Past challenges create lighter future for artist

By Lin Trinkle

Visual artist Nancy Cole has participated in the White Rock Lake Artists Studio Tour since 2003. She has been a popular stop on the tour with her ceramic sculptures and garden art. Many people do not know that Cole is also an accomplished painter, and she was a professor of art at Dallas Baptist University until she had a serious accident in 2016 and developed a rare neurological condition, which partially paralyzed her. She had been a marathon runner for years and, just a week before her accident, participated in a half marathon. After a long year in a wheelchair and intensive physical therapy, Cole fought hard to regain strength and functionality in her hands and limbs. 

Cole has a created a number of vibrant, joyous paintings for the upcoming White Rock Lake Artists Studio Tour.
Photos courtesy of the White Rock Artists Tour

From the moment anyone drives up to Nancy Cole’s house, it is apparent that an artist resides there. Lush plantings and natural landscaping are interspersed with a rainbow of ceramics works. Follow the pathway to the back yard, and it opens into an oasis of dappled sunlight where squirrels scramble in the canopy of a huge oak tree, making their presence known by the explosions of acorns on the tin roof of the ceramics studio. Reflections off the tiers of brass chandeliers suspended from branches create a palpable sense of magic in the setting where whimsy and creativity meets.

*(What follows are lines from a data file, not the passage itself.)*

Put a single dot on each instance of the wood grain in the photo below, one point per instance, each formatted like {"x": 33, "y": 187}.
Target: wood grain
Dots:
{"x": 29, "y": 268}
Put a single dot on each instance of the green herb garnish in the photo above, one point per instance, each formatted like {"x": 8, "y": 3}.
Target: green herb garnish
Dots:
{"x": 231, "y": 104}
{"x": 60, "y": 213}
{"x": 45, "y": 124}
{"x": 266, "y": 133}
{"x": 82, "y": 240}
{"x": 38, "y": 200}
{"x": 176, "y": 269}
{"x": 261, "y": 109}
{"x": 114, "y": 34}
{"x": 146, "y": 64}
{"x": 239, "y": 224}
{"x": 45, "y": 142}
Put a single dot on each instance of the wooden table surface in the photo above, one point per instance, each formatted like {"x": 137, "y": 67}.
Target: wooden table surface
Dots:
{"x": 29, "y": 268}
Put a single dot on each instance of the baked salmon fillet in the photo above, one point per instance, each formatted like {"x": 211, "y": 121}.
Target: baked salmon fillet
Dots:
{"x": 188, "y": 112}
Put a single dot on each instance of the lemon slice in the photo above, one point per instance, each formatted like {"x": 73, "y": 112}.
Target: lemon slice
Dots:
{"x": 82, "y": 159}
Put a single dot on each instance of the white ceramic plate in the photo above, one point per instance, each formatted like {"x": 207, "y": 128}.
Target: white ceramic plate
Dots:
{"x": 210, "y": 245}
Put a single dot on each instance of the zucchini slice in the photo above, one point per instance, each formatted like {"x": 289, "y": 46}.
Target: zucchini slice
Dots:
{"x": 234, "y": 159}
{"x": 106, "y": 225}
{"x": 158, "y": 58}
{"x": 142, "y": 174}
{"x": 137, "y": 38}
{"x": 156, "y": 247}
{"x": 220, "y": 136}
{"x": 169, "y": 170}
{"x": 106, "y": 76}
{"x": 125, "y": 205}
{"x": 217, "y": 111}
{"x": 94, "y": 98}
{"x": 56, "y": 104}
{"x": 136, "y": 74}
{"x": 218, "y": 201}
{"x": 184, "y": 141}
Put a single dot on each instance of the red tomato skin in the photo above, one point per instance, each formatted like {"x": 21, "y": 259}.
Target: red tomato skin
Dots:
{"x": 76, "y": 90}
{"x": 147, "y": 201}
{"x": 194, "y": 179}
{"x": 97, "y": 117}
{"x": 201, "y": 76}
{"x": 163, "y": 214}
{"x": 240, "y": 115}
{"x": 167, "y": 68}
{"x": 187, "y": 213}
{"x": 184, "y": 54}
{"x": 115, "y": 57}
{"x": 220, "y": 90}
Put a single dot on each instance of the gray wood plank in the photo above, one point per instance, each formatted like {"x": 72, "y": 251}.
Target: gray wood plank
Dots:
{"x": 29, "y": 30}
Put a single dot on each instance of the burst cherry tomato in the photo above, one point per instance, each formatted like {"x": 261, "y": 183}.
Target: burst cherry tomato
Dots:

When Cole was asked to remember the spark that ignited her passion for art, her story is about an inspiring teacher. “My family moved to Fort Worth when I was a child, and I had this amazing art teacher for several years named Mrs. Griffin. She was so inspiring, encouraging and kind that I decided that I wanted to teach art one day.” 

Although her parents wanted her to be an English teacher, when she went to register for college, she gravitated to art classes leading to a double major in English and art. Cole reminisces: “Years later, I attended an art educators conference where Mrs. Griffin spoke and presented a slide show. One of the slides was a photo of me holding up a painting that I painted in her class.”

Cole went on to fulfill her dream of teaching art in Dallas public schools. After achieving a master in fine arts degree, she became an adjunct professor of art at Dallas Baptist University and taught there for 15 years. Cole takes great pride in the success of so many of her high school and university students. “They were as much an inspiration to me as I hope I was to them.”

For a year after her accident, Cole was confined to a wheelchair and unable to do practically anything for herself. When she returned home from rehab, friends and family rallied to her support. “Women from my church, the White Rock United Methodist Church, would come by for ‘Nancy duty’ bringing food, staying with me, playing music and singing together.” Little by little, Cole began to get some strength back and went back into the studio to make ceramics. “Although the pieces I made were sometimes a little lopsided, because my left hand still isn’t functioning very well, I’m beginning to enjoy the crookedness.”   

In preparing for the upcoming White Rock Lake Artists Studio Tour on Oct. 9-10, Cole has created a number of vibrant, joyous paintings for the tour. Cole had no explanation for the transition from the dark colors of earlier paintings to her lighter, brighter ones. She said, “Perhaps it has to do with where I’ve been and where I’m going.”